IT IS better known as Spiderwort, can grow 60cm tall and is native to the New World from southern Canada to northern Argentina.
But when students at Ysgol Friars in Bangor were instructed to use one of the leaves from the perennial plant Tradescantia in their A2 practical biology exam, they claimed it was virtually impossible to find locally.
Headteacher Neil Foden has now called on exam board OCR to discount the question, which was worth 16 marks out of 60 in the paper, rather than see it as a special consideration case, as his candidates were disadvantaged.
In a letter to the exam board he said it was the only fair thing to do, bearing in mind the difficulty his staff had in finding the leaves.
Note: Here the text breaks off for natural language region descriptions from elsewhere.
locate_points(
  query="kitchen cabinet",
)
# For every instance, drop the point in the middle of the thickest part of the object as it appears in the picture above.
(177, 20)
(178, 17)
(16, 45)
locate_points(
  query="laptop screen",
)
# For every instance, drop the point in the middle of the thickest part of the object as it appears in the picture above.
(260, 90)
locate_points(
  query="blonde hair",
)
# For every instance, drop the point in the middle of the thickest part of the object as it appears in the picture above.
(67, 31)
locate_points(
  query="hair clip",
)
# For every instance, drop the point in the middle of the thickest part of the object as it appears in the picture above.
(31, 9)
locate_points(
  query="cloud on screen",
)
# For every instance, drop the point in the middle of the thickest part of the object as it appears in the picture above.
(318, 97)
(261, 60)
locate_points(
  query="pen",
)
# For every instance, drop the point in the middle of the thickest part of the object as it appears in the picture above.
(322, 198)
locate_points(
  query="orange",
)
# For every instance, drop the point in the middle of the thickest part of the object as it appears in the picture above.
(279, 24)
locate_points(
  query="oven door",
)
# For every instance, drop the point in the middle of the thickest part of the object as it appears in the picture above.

But OCR claims the plant can be found in most garden centres, and it is hugely popular throughout the UK. It confirms, however, that it did send out photographs of the leaf for students and staff who complained they could not get hold of one.
In his letter, Mr Foden said this was proof the choice had been unwise.
Speaking on behalf of other schools and students who had found the leaves - sometimes called purple hearts - difficult to locate, he said they were exchanging blogs about the unfairness of the question, which asks them to practically assess the leaf, taking into consideration its rarity.
He also said it was not the first time there had been a problem with the paper, saying pupils had become extremely stressed last year when an experiment with enzymes set by the board did not work out.
"My science staff have better things to do with their time than going out to look for leaves," Mr Foden said in his letter.
"I am firmly of the view that this question should be discounted from the marking of the paper rather than pursuing special consideration. I would also welcome your comments on how the board intends to reassure schools that the setting and organisation of the paper is at least competent, bearing in mind this does not seem to be a one-off."
Mr Foden claims his examination officer was told by OCR to submit a special consideration request for all candidates. But he said in the letter: "When we have been asked for special consideration in relation to staff absence, for example, OCR has told us that it is not appropriate for groups.
"How will the board be able to assess whether such large groups have been disadvantaged?"
A spokesperson for OCR said: "We are aware that some schools and colleges experienced problems with the A2 biology practical.
"A small number of schools and colleges found it difficult to generate the expected results and a few were unable to obtain the species of plant. OCR is putting in place procedures to allow for these difficulties. We apologise to students affected and assure them no candidate will be disadvantaged."